I can derive information about each of the characters:

Alvin is the drug-smuggling baseball player, who is stabbed (in mistake for Eric, the solicitor).
Boris is the psychopathic psychiatrist, who fell to his death from the multi-story inferno.
Charlie is the world famous blond neurosurgeon, who was strangled in the shower.
Derek is the CIA agent, who survives.
Eric is the bald solicitor, who was savaged by a shark after falling out of a boat.

And a partial order for the deaths.

Boris died before Charlie, and Charlie died before Alvin. Derek is the sole survivor at the end of the film.

But I can’t see how to place the death of Eric in the timeline. The only possibility I can see is that we take the fact that Alvin was killed in mistake for Eric to mean that Eric was still alive at the time Alvin was killed and thus the order of the deaths is:

Boris, Charlie, Alvin, Eric.

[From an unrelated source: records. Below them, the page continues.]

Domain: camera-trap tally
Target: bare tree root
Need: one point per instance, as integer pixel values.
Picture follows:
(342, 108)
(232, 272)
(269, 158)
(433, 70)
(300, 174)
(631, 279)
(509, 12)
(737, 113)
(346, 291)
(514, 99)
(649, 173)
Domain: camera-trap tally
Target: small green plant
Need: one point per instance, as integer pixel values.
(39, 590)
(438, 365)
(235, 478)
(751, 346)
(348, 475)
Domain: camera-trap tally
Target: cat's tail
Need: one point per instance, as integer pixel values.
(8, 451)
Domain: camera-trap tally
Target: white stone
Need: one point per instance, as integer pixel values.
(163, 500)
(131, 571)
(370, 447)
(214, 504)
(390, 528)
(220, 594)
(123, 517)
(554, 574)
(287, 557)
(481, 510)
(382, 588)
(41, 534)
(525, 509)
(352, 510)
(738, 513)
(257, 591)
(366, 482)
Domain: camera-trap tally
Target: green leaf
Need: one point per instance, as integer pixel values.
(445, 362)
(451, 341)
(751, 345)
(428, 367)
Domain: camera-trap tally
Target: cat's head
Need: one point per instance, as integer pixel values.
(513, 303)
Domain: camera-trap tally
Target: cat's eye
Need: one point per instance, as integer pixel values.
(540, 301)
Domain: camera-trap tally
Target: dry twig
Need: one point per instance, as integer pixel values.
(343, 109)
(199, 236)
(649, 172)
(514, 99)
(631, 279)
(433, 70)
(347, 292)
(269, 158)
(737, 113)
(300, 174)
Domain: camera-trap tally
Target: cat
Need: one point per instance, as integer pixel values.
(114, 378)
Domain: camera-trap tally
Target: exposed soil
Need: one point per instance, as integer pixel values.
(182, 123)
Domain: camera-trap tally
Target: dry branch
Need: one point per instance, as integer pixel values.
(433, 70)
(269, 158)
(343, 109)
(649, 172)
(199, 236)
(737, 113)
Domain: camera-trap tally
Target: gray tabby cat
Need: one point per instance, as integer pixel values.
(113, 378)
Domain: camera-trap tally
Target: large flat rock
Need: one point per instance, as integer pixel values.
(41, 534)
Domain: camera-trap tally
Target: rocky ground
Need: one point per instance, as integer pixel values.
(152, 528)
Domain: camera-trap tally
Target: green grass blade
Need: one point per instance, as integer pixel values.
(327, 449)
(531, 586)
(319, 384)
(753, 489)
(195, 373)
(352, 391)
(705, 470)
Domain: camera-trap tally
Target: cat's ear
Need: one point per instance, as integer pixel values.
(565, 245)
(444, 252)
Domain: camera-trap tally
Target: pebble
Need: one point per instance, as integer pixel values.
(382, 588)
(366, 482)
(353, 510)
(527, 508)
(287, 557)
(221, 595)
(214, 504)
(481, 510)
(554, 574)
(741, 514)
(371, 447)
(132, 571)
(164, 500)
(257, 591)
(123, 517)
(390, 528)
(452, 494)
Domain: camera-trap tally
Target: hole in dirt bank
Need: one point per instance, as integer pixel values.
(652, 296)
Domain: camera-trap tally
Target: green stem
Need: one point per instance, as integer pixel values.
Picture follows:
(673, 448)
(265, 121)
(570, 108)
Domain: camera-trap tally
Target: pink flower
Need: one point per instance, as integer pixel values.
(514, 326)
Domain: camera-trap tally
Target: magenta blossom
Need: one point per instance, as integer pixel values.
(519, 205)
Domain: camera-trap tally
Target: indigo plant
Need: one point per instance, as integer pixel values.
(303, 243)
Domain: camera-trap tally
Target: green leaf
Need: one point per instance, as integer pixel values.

With Derek surviving.

And this is, in fact, the published answer:

Solution: Eric is the bald solicitor who was savaged by a shark after falling from the boat. The order of deaths is: Boris, then Charlie, then Alvin, then Eric. (Derek survives).

This condition can be added to the above program by including the code commented out at line 87, and then a single solution is produced.

I think it would have been better to say something like: “Derek was the man from the CIA who was peering through the eyes of that Rembrandt when the solicitor stabbed someone”. That would have given us the required facts unambiguously (D is the CIA agent. Neither D nor the solicitor were stabbed. Both D and the solicitor were alive at the time of the stabbing).

Also, I’m slightly worried about the “later” that appears in the sentence: “Boris was the blond chap who later watched in horror as that psychopathic psychiatrist fellow took the fatal plunge from the multi-story inferno …”. As that could be taken to imply that the fall took place after the strangling, but the information we are given requires that the fall occurs before the strangling. (In fact the fall is the earliest of the deaths we can order).

• Jim Olson 27 May 2014 at 4:04 am

When I did this enigma I thought it was rather straightforward and arrived at the ” published solution” without any trouble. I interpreted the information that the wrong man had been snuffed out in the mistaken belief that he was the solicitor meant that the solicitor was still alive and therefore Eric was the last man killed.
Thanks for pointing out the danger in so blithely making assumptions that may not be accurate.